Ducati vient de teaser la moto italienne la plus bestiale de l’histoire. Une MotoGP homologuée pour la route, développant 250 ch, réservée à une poignée d’élus. Ducati pousse sa philosophie Superleggera à l’extrême avec une moto de 173 kg et jusqu’à 247 ch, pulvérisant tous les records en matière de rapport poids/puissance.
Il y a des motos nées pour être vendues… Et d’autres qui sont simplement conçues pour démontrer jusqu’où une marque peut aller lorsqu’elle élimine toute restriction.
La Ducati Superleggera V4 Centenario appartient clairement à ce deuxième groupe : une pièce d’ingénierie extrême avec laquelle les gens de Borgo Panigale célèbrent leur centenaire en repoussant les limites du concept de moto homologuée pour la route.
C’est la Ducati la plus radicale jamais homologuée. C’est en 2013 que cette saga a inauguré une nouvelle façon d’appréhender les motos radicales : des MotoGP pratiquement homologuées pour la route. Et en 2026, le concept est toujours d’actualité, mais porté à un niveau supérieur.
Comment ? En réduisant le poids de manière obsessionnelle, en optimisant la puissance au maximum et en appliquant directement des solutions issues du Championnat du Monde MotoGP, sans se soucier du coût. Le résultat : une moto produite à seulement 500 exemplaires (plus 100 en version Tricolore) qui est non seulement plus exclusive, mais aussi plus radicale que toutes les Ducati précédentes.

Le tour de force de Ducati : un rapport Poids/Puissance hors norme
Commençons donc par le moteur : le V4 revisité, désormais de 1 103 cc, développe 228 ch sur route et 247 ch avec le kit piste inclus. C’est une bête de course à tous les niveaux.
S’il est un élément qui définit la Superleggera, c’est bien l’utilisation massive de la fibre de carbone, non pas comme simple ornement, mais comme fondement même de la moto. Le cadre avant, le sous-cadre, le bras oscillant et même les roues sont fabriqués dans ce matériau, selon des procédés typiques de l’industrie aérospatiale.

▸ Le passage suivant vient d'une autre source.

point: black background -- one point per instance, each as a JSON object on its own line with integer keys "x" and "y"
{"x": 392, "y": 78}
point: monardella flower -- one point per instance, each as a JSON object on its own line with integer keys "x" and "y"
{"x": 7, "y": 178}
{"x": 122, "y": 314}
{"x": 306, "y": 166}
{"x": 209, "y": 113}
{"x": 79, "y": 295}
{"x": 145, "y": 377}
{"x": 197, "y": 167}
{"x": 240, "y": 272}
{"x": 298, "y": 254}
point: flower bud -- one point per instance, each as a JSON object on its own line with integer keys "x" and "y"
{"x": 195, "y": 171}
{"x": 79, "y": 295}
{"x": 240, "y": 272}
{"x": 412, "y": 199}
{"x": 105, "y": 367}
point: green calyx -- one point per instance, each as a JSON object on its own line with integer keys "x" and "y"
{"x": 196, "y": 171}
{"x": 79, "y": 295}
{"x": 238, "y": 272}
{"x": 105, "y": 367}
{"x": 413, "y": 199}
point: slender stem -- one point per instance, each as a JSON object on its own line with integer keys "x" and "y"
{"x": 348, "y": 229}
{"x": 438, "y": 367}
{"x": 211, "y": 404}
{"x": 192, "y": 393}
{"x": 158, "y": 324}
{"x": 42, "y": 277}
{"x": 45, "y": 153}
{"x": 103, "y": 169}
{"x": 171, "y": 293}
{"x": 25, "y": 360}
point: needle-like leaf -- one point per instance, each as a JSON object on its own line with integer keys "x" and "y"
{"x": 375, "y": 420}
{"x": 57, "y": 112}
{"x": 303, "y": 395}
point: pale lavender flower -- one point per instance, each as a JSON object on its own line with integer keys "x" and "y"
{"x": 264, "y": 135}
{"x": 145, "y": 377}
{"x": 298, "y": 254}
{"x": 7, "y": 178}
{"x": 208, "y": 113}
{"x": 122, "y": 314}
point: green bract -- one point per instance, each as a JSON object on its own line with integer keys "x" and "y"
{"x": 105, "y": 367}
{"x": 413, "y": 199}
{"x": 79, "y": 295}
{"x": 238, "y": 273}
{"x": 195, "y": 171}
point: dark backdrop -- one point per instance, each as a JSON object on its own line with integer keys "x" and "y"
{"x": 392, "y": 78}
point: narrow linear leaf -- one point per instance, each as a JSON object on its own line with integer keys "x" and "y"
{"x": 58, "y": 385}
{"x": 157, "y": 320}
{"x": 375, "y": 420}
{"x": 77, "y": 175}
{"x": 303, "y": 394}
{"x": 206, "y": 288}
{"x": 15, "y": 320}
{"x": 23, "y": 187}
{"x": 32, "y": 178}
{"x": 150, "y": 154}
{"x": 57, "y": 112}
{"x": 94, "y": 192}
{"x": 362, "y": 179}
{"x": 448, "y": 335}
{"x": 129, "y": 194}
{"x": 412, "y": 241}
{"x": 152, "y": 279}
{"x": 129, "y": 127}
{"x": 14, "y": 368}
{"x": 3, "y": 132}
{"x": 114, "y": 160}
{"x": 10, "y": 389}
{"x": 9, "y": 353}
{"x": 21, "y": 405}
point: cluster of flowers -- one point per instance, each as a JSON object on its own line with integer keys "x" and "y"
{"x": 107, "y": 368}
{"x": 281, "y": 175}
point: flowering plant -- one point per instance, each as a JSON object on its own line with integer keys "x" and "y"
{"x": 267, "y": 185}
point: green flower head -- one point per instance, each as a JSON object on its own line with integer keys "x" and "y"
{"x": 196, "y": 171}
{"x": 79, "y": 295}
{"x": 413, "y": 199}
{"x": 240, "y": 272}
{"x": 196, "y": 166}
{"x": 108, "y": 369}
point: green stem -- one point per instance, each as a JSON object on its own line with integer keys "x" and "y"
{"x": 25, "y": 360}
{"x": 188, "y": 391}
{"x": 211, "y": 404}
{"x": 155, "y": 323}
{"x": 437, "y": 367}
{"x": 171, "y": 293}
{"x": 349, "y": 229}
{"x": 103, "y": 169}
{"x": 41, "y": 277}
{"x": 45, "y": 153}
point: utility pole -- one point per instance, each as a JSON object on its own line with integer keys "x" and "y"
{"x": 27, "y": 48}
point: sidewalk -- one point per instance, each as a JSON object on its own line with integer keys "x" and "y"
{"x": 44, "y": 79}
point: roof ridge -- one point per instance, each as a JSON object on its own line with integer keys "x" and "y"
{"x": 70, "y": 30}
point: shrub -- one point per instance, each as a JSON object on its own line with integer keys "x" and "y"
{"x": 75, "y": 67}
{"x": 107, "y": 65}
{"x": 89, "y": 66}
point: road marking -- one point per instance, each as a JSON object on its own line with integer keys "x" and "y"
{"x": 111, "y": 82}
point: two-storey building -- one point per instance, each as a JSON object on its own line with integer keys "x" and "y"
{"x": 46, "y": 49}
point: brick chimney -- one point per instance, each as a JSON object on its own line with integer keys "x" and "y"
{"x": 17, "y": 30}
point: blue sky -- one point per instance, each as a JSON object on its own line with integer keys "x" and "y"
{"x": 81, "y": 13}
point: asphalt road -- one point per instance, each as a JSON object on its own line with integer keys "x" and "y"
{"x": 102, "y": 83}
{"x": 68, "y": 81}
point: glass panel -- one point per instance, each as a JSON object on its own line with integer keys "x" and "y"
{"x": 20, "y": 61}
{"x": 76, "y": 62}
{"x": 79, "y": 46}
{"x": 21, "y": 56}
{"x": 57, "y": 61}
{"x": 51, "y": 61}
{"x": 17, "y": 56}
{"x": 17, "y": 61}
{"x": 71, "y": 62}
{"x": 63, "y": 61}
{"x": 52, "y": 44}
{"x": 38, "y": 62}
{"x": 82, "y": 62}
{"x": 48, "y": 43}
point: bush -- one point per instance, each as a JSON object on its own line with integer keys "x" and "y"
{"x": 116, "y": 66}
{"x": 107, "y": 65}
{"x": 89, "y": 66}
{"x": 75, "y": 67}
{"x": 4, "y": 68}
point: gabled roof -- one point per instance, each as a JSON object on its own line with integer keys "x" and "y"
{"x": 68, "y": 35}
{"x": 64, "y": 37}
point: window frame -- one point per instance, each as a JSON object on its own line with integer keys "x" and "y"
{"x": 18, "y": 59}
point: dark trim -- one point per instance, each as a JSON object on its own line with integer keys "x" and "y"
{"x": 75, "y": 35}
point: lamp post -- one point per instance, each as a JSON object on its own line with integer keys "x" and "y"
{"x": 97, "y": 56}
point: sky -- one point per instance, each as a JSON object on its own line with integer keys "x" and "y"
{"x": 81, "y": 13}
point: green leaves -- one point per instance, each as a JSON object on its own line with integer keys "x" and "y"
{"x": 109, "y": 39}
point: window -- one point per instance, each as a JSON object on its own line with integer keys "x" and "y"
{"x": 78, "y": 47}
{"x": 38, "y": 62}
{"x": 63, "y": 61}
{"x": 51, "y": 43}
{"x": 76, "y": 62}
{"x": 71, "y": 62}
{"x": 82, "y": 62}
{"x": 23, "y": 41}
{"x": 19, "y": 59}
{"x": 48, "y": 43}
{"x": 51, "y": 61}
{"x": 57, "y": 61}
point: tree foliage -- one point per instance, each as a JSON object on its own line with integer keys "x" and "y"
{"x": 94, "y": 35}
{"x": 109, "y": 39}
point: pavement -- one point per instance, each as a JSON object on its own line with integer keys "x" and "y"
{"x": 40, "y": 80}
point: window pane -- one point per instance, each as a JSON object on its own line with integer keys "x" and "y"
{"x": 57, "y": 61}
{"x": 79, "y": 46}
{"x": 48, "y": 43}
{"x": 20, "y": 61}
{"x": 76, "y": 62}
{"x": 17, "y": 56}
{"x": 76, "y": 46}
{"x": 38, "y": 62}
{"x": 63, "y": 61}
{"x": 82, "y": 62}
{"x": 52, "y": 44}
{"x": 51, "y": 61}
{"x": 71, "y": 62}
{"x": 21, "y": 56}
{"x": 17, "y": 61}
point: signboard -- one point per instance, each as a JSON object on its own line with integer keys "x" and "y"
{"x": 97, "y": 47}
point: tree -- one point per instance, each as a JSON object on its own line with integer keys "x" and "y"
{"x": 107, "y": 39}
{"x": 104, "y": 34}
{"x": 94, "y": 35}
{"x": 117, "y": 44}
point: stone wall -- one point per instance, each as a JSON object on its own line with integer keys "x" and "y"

Par rapport aux générations précédentes, cette moto introduit une innovation majeure : son niveau d’intégration. Par exemple, le cadre arrière est désormais monobloc et le bras oscillant conserve la rigidité de l’aluminium tout en réduisant son poids.
En ce qui concerne le châssis, les Italiens ont décidé d’utiliser une fourche Öhlins avec des tubes en carbone, directement dérivée du MotoGP, tandis que pour l’avant, ils utilisent, pour la première fois dans l’histoire d’une moto de route, des disques de frein en carbone-céramique homologués, développés en collaboration avec Brembo avec des étriers GP4 HY.
Tout cela a une conséquence directe : 173 kg en ordre de marche. Ce poids tombe à 167 kg avec le kit piste. Pour mettre les choses en perspective : ces chiffres sont dangereusement proches de ceux de motos de cylindrée bien inférieure, avec un rapport poids/puissance similaire à celui d’une MotoGP.
Seuls 500 exemplaires de cette moto seront produits, auxquels s’ajouteront 100 versions Tricolores. Son prix, avoisinant les 150 000 €, reflète cette philosophie. Ce n’est ni logique, ni pratique, ni rationnel… C’est une MotoGP homologuée pour la route.
Avec la Centenario Ducati veut réaffirmer une supériorité technologique intouchable. C’est une moto « irrationnelle », mais c’est précisément ce qui la rend historique. Elle marque la fin d’une ère avant le passage définitif aux carburants de synthèse ou à l’hybridation.